L’explication, une obligation légale et morale
Expliquer – c’est-à-dire motiver les décisions – est essentiel.
Comme le rappelait très justement Simon Chignard, conseiller stratégie à
Etalab : l’explicabilité est aussi et avant tout une obligation légale. Apporter une explication raisonnable, même imparfaite, est nécessaire pour établir une relation de confiance entre le calcul et les calculés,
entre un système et ses administrés. Le RGPD a d’ailleurs introduit un droit d’explication des décisions automatisées. Reste que ces explications doivent être également adaptées au public et justes. Or, le risque bien souvent est de fournir des explications inadaptées aux publics auxquels elles s’adressent, partielles voire partiales, incomplètes ou trop simplistes, ou pire, fausses et mensongères, comme lors d’un refus de crédit qui peut vous donner une raison de refus, alors que la raison principale est tout autre (le fait que vous viviez seul par exemple, que vous soyez une femme ou une personne de couleur…
à l’image des très récents soupçons à l’égard de la carte de crédit d’Apple). Un enjeu qui pose une question de fond sur la loyauté des explications elles-mêmes et donc leur contrôle. En ce sens, l’explicabilité est donc à la fois une obligation légale – car le résultat et la modalité d’un calcul doivent pouvoir être rendus au calculé – ce qui suppose des modalités de contrôle. Et une obligation morale : car un système qui délivre un résultat à quelqu’un doit pouvoir le justifier, précisément, fidèlement et factuellement.
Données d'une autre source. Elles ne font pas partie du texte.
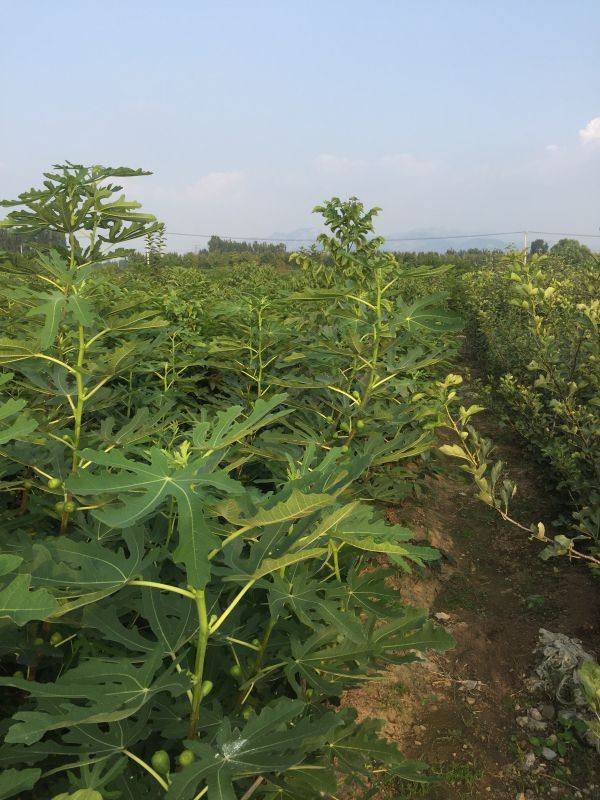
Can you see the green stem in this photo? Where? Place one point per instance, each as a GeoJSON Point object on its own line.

L’explicabilité n’est donc pas négociable. Ce qui n’est pas explicable ne peut entrer en discussion avec la société. « L’absence d’interprétabilité n’est pas une option »,
disions-nous.
La philosophe Antoinette Rouvroy nous rappelait qu’il n’y a pas de société sans motivation des décisions, que les finalités d’un traitement doivent nous être transparentes. Que les motivations d’une décision doivent être communiquées et communicables sous une forme intelligible. Pourtant, trop souvent encore, l’explication résiste, notamment parce que les ingénieurs soulignent que fournir des explications fait peser un risque sur la qualité ou la robustesse d’un système. Pour beaucoup de responsables des traitements, les expliquer ou les ouvrir fait peser un risque de subversion, de détournement, comme si la transparence de l’explication faisait peser un risque sur la qualité du traitement lui-même. Chez les data scientists qui conçoivent les algorithmes et les systèmes automatisés, il y a partout une réticence à l’explication par peur d’un « effet rebond » à l’image du
Google Bombing qui a longtemps permis aux internautes de se jouer des résultats de Google en y introduisant des formes de détournement. Or, l’opacité des calculs permet surtout de masquer leurs lacunes, leurs faiblesses, leurs failles, c’est-à-dire leurs défauts, les injustices, les biais et les inégalités que les chiffres recouvrent,
expliquait brillamment la mathématicienne Cathy O’Neil. Idéalement, un calcul qui mesure parfaitement ce qu’il prétend ne devrait pouvoir être subverti par sa propre transparence.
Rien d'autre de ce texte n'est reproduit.